On-screen chemistry is just one of those things that either happens or it doesn't. Directors and producers crave it and pray for it, just as they know they can neither control it nor create it. It's not a question of acting ability or great writing or even casting; it's just luck. Plain old luck. Will your actors get along well in real life, and will that chemistry translate onto the screen?

Thankfully for director David Ayer (Training Day) and his new film, End of Watch, the rapport between Jake Gyllenhaal and Michael Peña is so remarkable, it takes a good movie and turns it into something great.

The two play a pair of brash young LA cops whose daily routine is rocked by the discovery of a major Mexican drug cartel operating right within their own neighbourhood. For the two actors, playing police officers made the task of achieving a believable relationship even more important, since it's successful partnerships that can often prove the difference between life and death out on patrol.

Before filming began, Gyllenhaal and Peña actually spent five months driving around with and observing the LAPD in order to supplement their own natural chemistry with every tiny mannerism, expression and act of non-verbal communication they could capture. The results speak for themselves. Their chemistry makes this movie, serving up equal doses of laughter, tenderness, and unbearable tension.

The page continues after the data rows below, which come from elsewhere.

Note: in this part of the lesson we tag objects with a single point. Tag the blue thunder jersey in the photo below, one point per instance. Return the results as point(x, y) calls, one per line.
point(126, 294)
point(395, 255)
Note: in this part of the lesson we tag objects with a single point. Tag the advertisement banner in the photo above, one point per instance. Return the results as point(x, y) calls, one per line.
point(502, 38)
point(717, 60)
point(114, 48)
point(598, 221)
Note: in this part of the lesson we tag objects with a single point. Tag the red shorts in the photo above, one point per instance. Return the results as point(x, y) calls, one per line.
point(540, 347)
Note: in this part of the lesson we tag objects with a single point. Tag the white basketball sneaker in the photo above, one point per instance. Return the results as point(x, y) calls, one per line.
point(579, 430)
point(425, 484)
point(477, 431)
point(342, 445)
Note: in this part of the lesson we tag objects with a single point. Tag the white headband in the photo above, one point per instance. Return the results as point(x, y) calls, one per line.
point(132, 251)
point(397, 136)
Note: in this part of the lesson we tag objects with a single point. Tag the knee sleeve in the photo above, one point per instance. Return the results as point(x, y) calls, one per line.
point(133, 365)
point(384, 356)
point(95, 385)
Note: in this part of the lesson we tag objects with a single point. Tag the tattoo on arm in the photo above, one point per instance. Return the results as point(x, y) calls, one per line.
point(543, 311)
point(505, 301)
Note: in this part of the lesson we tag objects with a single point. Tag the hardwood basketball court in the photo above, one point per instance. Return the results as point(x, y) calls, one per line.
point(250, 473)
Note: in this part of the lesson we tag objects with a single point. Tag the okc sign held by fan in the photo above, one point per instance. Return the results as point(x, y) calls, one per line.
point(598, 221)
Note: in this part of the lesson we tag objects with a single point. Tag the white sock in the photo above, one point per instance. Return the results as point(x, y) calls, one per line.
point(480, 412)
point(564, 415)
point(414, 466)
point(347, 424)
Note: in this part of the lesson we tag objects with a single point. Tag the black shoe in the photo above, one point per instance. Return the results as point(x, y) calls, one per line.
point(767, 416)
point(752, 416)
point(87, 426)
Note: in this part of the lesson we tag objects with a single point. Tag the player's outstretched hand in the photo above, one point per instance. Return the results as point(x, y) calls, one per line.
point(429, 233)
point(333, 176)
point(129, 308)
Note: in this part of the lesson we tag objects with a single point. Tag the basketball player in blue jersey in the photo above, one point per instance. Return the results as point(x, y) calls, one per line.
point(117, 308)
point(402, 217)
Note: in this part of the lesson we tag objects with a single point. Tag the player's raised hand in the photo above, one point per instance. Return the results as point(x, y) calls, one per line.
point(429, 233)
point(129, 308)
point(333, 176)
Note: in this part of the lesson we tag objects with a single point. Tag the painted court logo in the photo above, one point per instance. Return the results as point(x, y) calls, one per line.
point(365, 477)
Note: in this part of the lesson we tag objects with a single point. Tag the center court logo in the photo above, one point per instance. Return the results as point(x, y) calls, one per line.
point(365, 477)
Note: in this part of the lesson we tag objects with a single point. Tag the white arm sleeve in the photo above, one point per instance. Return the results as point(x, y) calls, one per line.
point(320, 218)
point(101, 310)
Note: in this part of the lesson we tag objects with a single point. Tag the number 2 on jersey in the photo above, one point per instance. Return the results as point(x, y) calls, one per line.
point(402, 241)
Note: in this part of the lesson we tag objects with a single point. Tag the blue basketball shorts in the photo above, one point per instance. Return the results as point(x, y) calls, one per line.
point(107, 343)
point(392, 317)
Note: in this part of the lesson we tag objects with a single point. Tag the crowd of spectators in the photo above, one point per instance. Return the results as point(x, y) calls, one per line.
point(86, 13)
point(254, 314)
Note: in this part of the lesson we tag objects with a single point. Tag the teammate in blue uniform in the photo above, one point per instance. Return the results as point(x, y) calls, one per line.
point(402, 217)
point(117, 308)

Presented through the entirely unnecessary device of 'found footage', it's a consistently violent story; however, the action is never without merit. Much like Training Day, the stakes are higher because the film and characters feel real, which ultimately makes End of Watch something of an exhausting experience to sit through. That's no criticism, however, and Ayer's smart script and direction deserve credit for deftly drawing you into the gritty and unpredictable world of law enforcement, right alongside those who occupy it, suffer by it, and sometimes even die for it.